Dicha solicitud fue atendida por la Administración por lo que la interesada importó los productos bajo el régimen de perfeccionamiento activo sin satisfacer en consecuencia en dicho momento los derechos en aduana y demás gravámenes aplicables.

Con posterioridad, la entidad finalizó el régimen de perfeccionamiento activo exportando parte de los productos transformados fuera de la Unión Europea y despachando a libre práctica otra parte. En relación con estos últimos productos la entidad satisfizo tanto los derechos de aduana como los derechos adicionales establecidos para la mercancía por lo que difícilmente puede considerarse que la misma incurrió en una conducta abusiva.

No nos encontramos aquí ante un supuesto en el que la entidad tratase de evitar, mediante la creación ex profeso de una estructura fiscal, el pago de un derecho compensatorio (como ocurría en la sentencia Harley-Davidson Europe y Neovia Logistics Services International/Comisión, dictada por el Tribunal de Justicia de la Unión en fecha 21 de noviembre de 2024, asunto C-297/23P Harley Davinson) sino ante un caso de vinculación de la mercancía a un régimen aduanero contemplado por la norma y sujeto a previa autorización administrativa, que fue concedida.

En consecuencia ningún abuso de derecho puede entenderse producido en relación con la posible elusión de los derechos compensatorios.

La misma conclusión se ha de extraer del argumento inspector que considera que el abuso de derecho se produce por la creación de una estructura en virtud de la cual los gastos de marketing pasan a ser asumidos por otra entidad del grupo con la finalidad de eludir su inclusión en el valor en aduana, pues según se deriva del acuerdo de liquidación, esta actuación fue corregida por la inspección mediante la regularización del valor en aduana por considerar que el pago de esos gastos debía considerarse una condición de venta de la mercancía.

Como señala la interesada en sus alegaciones o bien se regulariza sobre la base de la incorrecta determinación del valor en aduana o bien por la existencia de abuso de derecho.

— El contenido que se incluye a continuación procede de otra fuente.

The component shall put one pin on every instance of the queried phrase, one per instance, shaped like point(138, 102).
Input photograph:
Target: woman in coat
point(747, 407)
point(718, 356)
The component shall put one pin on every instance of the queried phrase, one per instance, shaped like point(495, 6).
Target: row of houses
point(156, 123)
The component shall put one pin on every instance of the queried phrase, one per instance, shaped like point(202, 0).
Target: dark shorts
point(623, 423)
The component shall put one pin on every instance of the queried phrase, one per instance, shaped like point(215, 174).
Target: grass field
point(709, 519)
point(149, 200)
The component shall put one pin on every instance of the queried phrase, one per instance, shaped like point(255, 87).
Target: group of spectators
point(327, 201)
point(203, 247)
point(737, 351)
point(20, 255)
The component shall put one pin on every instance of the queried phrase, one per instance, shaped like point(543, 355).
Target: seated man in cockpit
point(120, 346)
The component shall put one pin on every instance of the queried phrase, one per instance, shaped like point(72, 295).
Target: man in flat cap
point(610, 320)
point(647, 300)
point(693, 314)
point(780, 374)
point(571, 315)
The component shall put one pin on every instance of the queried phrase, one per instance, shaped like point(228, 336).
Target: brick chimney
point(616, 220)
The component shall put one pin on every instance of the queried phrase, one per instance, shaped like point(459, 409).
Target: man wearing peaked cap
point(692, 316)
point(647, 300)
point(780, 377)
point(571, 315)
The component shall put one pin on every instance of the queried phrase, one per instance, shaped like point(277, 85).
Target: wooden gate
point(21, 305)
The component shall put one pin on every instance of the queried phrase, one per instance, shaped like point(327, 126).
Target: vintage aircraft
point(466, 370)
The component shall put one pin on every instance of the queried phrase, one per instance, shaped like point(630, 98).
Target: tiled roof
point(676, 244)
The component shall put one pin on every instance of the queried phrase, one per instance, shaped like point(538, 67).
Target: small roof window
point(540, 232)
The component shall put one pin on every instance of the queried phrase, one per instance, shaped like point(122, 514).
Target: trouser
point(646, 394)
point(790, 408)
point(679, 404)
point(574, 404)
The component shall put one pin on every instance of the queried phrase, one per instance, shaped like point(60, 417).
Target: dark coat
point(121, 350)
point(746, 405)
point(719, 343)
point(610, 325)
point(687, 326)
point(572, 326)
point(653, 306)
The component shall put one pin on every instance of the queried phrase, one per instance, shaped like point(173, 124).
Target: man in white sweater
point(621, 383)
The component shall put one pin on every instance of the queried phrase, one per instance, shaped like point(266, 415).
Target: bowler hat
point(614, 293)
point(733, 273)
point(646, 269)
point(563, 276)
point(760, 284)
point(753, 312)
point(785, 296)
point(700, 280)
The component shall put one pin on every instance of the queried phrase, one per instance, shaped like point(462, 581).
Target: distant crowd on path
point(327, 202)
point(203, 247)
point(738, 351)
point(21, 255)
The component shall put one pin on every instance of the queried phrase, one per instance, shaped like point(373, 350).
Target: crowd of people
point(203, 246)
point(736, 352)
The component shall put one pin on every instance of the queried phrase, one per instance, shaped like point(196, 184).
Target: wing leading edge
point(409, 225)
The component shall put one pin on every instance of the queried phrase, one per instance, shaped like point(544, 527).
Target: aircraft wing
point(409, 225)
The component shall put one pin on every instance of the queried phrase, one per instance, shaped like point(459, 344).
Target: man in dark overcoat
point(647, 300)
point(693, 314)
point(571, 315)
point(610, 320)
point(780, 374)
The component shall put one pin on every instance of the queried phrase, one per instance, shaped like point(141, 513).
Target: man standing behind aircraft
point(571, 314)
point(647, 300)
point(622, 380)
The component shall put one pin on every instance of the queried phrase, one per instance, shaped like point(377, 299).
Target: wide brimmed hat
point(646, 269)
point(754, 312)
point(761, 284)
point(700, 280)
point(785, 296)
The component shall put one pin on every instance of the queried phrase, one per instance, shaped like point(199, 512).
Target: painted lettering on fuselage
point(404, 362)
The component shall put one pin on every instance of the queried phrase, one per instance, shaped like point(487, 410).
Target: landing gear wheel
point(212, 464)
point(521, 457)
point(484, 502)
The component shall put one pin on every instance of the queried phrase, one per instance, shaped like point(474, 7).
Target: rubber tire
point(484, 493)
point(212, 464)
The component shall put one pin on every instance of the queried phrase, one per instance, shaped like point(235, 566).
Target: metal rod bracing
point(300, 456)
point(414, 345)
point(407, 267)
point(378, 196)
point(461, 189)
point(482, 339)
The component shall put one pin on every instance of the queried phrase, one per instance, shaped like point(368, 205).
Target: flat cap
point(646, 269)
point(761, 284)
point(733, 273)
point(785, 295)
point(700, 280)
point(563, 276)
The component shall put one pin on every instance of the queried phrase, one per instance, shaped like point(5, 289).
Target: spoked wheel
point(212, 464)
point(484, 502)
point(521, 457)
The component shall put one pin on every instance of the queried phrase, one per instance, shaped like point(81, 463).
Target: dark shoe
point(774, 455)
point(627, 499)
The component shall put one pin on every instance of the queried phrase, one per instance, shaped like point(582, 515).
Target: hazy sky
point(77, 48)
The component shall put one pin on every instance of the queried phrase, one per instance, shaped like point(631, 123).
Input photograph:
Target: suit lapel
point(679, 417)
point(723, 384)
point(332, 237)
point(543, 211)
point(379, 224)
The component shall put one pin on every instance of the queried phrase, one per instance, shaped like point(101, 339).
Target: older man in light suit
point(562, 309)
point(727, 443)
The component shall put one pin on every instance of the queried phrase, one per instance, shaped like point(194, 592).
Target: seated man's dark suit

Lo que no es posible es regularizar una misma situación sobre la base de dos argumentos distintos.

Por último, cabría indicar que en el caso que nos ocupa la Administración no instó el procedimiento de declaración de conflicto en aplicación de la norma tributaria lo cual, a juicio de este Tribunal, resultaba procedente de acuerdo con la jurisprudencia reproducida anteriormente, puesto que no se puede entender que la norma aduanera establezca una cláusula antiabuso de carácter particular que haga innecesaria la utilización del mismo.

En definitiva y por lo expuesto procede estimar las pretensiones de la entidad en este punto.

Séptimo.- La estimación de las pretensiones de la entidad en relación con la liquidación practicada por el concepto de Tarifa Exterior implica asimismo la anulación de la liquidación practicada por el concepto el IVA a la Importación -pues esta derivaba del incremento del valor en aduana como consecuencia de la inclusión en el mismo de los gastos de marketing-, así como del acuerdo sancionador impugnado, pues este traía causa en el acuerdo de liquidación dictado en relación con los derechos de aduana.

Por lo expuesto,

Este Tribunal Económico-Administrativo acuerda ESTIMAR las presentes reclamaciones, anulando los actos impugnados.